2011 was also a year of major refinement for the Summit models. They really have been working well, at least once the 800R E-TECs got through their break-in period. Getting 500 miles on a mountain sled isn’t always that easy, so quite a few Summit riders didn’t get to appreciate their 800 E-TECs until they got some time on them to get them broke in all the way. Once they got there, the oil economy got better and the power came on full tilt. Now for 2012 the tweaks continue as X-packages get a taller 2.5” PowderMax II deep lug track, along with a race-style “minimalist” handlebar package (less is more). The Summit Everest is gone, with the Summit SP being the primary “in-season” Summit. And for those who want more for less there is a new Summit Sport with the 800R PowerTEK engine, a 154” track sled that retails for $9,999 US ($10,999 CDN). In the mountain sled game, this one screams value. Still too much cash? There’s still the 600 carb version of the Summit Sport for even less.

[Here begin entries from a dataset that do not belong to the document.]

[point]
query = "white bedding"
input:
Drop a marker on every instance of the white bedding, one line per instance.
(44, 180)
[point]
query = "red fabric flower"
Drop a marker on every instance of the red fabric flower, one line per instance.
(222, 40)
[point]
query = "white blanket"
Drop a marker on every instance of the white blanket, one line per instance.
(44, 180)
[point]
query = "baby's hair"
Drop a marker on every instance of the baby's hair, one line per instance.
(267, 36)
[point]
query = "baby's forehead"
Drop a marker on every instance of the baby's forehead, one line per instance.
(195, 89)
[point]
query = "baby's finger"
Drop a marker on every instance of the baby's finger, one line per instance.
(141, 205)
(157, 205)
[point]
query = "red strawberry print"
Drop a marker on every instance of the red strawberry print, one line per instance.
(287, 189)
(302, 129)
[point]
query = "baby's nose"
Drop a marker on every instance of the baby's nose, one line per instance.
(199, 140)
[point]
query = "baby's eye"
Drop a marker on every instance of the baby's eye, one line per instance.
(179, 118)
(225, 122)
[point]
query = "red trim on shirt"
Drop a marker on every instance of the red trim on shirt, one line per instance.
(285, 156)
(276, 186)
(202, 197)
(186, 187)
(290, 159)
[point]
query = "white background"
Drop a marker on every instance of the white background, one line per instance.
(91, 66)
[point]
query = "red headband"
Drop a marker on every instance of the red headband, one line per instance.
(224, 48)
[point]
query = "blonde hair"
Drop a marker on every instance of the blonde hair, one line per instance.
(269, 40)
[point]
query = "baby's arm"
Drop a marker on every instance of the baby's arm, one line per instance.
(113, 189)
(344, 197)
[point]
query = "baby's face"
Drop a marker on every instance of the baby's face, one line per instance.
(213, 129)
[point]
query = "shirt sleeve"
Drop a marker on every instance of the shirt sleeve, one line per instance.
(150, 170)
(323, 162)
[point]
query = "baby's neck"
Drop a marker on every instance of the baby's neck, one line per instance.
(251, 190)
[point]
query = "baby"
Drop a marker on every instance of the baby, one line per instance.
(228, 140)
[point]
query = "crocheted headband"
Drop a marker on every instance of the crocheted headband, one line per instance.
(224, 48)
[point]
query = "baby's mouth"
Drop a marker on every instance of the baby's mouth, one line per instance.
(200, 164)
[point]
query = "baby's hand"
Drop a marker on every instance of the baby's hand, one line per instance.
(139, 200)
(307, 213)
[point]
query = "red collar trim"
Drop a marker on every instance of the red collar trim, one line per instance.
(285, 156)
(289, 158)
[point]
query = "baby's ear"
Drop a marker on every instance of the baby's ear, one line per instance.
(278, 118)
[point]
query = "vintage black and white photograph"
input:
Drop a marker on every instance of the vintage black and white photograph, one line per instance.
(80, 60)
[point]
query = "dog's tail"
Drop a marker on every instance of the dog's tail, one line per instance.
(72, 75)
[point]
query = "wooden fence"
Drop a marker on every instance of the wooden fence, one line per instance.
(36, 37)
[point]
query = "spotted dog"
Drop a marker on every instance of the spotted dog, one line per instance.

The rest of the line-up for 2012 is very familiar. The (Spring order only) MX Z XRS and X-packages get the new rMotion suspension, with or without the Quick Adjust option that puts the knobs up on both sides of the tunnel. The MX Z TNT and MX Z Sport models are the aggressive rider sleds that see full-season duty on dealer floors.

The longer-tracked Renegade models and their spring-only Renegade X packages continue the 137” track length for added stability and deep snow capability, with added storage/cargo capability. For those seeking even better deep snow capability and spend less time on the trail, the Renegade Backcountry and Renegade Backcountry X give you the taller 1.75” lug tracks, now with a 1.5” option for the Renegade X.

For two-up touring the Grand Touring SE and Grand Touring LE return to haul you and your best friend across the trails in comfort and style. For those on a budget, the Grand Touring Sport models scream value in three versions; 600 ACE, carbed 600 2-stroke and 550F fan-cooled two-stroke. Ski-Doo still sells gobs of these sleds, that’s why there are so many to choose from. While the typical SnowTech reader might shake their head at a two-up, there are many riders who would not consider anything other than a two-up. Touring from destination to destination, day after day, is the norm in many parts of the world, and is becoming more and more popular as the average age of snowmobiles continues to increase and the trail systems get better and better.

Finally, Ski-Doo has 100% of their 2012 model line-up built on their REV-X platform. The last sled to be converted is the Skandic SWT, now on the REV-XU chassis. This work horse realizes a 52 pound weight reduction with the conversion, and lets the beast riders sit in a far more comfortable position. Just imagine a 156” track length that is 24” wide. TWENTY-FOUR inches wide. Talk about a monster foot print! It comes with the fuel-sipping ACE 600 for maximum economy, or the more powerful 600 H.O. E-TEC.

The way Ski-Doo sees it, they pretty much have a sled for every rider. They should, with what looks like 141 different sled combinations being offered. Instead of a single sled doing it all, they offer so many sleds that are very specific in what they do best. You want ride quality and protection? They got it. You want big bump capability? Got it. You want fuel-sipping economy? Got it. You want flatland deep snow capability? Got that, too. How about deep snow mountain climbing? Or maybe mountain free riding? Check. Utility and ski hill duty? Yep. Two-up touring? For sure. Or how about just plain sit-down trail riding on groomed trails? Going left and right, through the bumps, railing around the corners, blasting across the lake, and having fun? Yep, they’ve got that too.